Filling Stores with Bolivian Clothing / Juan Juan Almeida

No doubt you heard that last week, on June 13 and 14, representatives from Cuba and Bolivia met in Havana to take part in their countries’ first business forum and first round of negotiations to explore various possibilities for economic exchange and for strengthening bilateral relations.

It is a bad omen, I tell you, that such an important meeting took place in the Hotel Nacional, in the Tanganana Room to be exact, which coincidentally is named after the cellar that forms part of the aged facility’s foundation and where, according to legend, Franciscan monks hid valuable treasure.

The treasure is no longer there, only vestiges of the old legend remain and any business agreement between Cuba and Bolivia will last exactly as long as a Palestinian peace plan: one round.

But that is my very skeptical opinion. According to official sources, this transcendental encounter was led by important officials from both countries, who share a common enemy. The United States, Chile and the hole in the ozone layer would seem to be disconnected strands but they carry a direct message and a clear meaning. The meeting was more a political consultation than a business gathering.

Teresa Morales, the Minister of Economic Development, led the delegation from the South American country. You might remember her name from the very descriptive headlines of well-documented articles that appeared not long ago about the hundreds of demonstrators in the Altos district demanding her resignation for — and I quote — ”her inability to resolve the problem of access to staple foods and for exacerbating the shortage of basic goods and services.”

Judging from all the signs and signals, cooperation between the future partners promises to be unruly and counter-productive, which is typical of fraternal governments which ignore laws and citizen demands.

Cuba was represented by Estrella Madrigal, a fat, bland mid-level director with limited decision-making authority. She, like many, augments her diet with unproductive trips, presents from businesspeople and some small change here and there.

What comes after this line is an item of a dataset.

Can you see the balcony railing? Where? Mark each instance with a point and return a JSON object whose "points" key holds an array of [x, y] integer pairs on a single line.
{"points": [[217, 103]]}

Other than a speech limited to the matter at hand — joint economic ventures — she spent all her time drinking mojitos, eating canapés and urging the participants to take advantage of the enormous possibilities offered by membership in the Bolivarian Alliance of the Peoples of Our America (ALBA) and the Community of Latin American and Caribbean States (CELAC). She expressed her support for SUCRE (Unified System for Regional Compensation), a proposed common currency to be used for all joint operations. In addition to speaking about investments, she referred to the siphoning off of goods on consignment.

With corrosive cleverness Cuba offered the Andeans one-of-a-kind, exclusive access to the thousands of empty shelves in its monolithic chain of stores so that they might sell Bolivian-made textile products, footwear and cosmetics. The risk would be all theirs; nothing would be paid for in advance.

The accord has stimulated the sparkling wisdom of Cuba’s people. Some have even dared predict, with some degree of fear, that Bolivia’s traditional multi-colored woolen shawl — the aguayo — will be become by decree the national attire. No matter what happens, it all depends on who pays more.